🤖 AI Summary
Cross-image feature matching is a fundamental problem underlying geometric alignment, semantic correspondence, and video temporal tracking; however, existing methods struggle to unify diverse matching requirements within a single framework. This paper introduces the first unified matching framework grounded in a single homogeneous feature space. Our approach innovatively integrates diffusion-model priors, an attention-driven dynamic fusion mechanism that jointly aggregates multi-level features, and a DINOv2-guided, object-level semantic multi-scale matching paradigm. By jointly optimizing feature representation, cross-scale alignment, and matching inference, our method achieves state-of-the-art performance across three major benchmarks: geometric matching (SPair-71k), semantic correspondence (PF-Pascal), and temporal tracking (DAVIS). It significantly improves matching robustness and generalization, thereby validating both the effectiveness and scalability of a unified matching paradigm.
📝 Abstract
Establishing correspondences across images is a fundamental challenge in computer vision, underpinning tasks like Structure-from-Motion, image editing, and point tracking.
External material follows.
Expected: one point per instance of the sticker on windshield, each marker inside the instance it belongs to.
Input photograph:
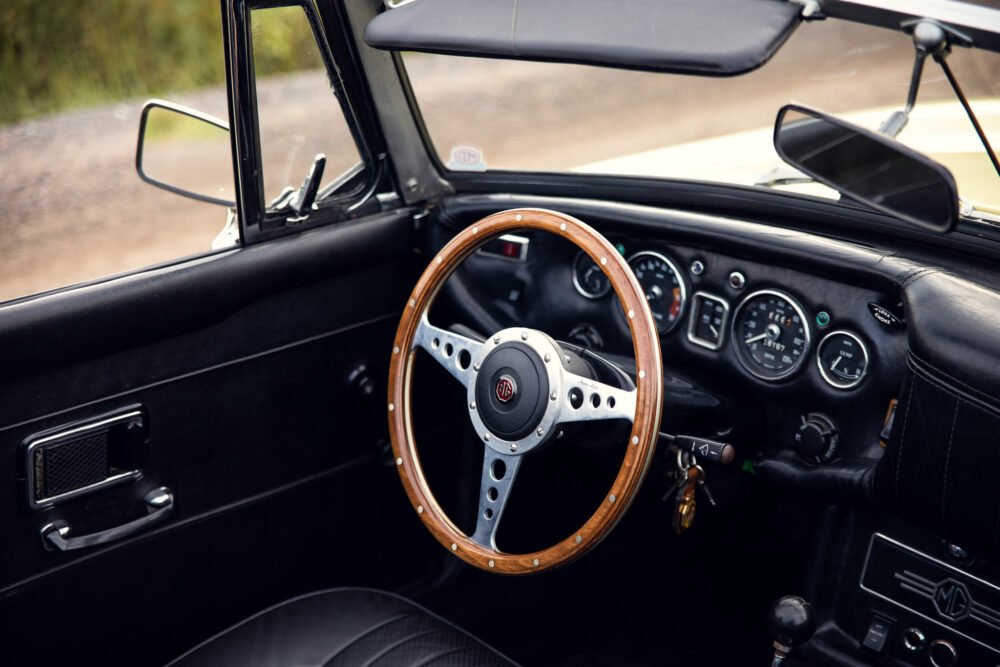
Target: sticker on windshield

Traditional methods are often specialized for specific correspondence types, geometric, semantic, or temporal, whereas humans naturally identify alignments across these domains. Inspired by this flexibility, we propose MATCHA, a unified feature model designed to ``rule them all'', establishing robust correspondences across diverse matching tasks. Building on insights that diffusion model features can encode multiple correspondence types, MATCHA augments this capacity by dynamically fusing high-level semantic and low-level geometric features through an attention-based module, creating expressive, versatile, and robust features. Additionally, MATCHA integrates object-level features from DINOv2 to further boost generalization, enabling a single feature capable of matching anything. Extensive experiments validate that MATCHA consistently surpasses state-of-the-art methods across geometric, semantic, and temporal matching tasks, setting a new foundation for a unified approach for the fundamental correspondence problem in computer vision. To the best of our knowledge, MATCHA is the first approach that is able to effectively tackle diverse matching tasks with a single unified feature.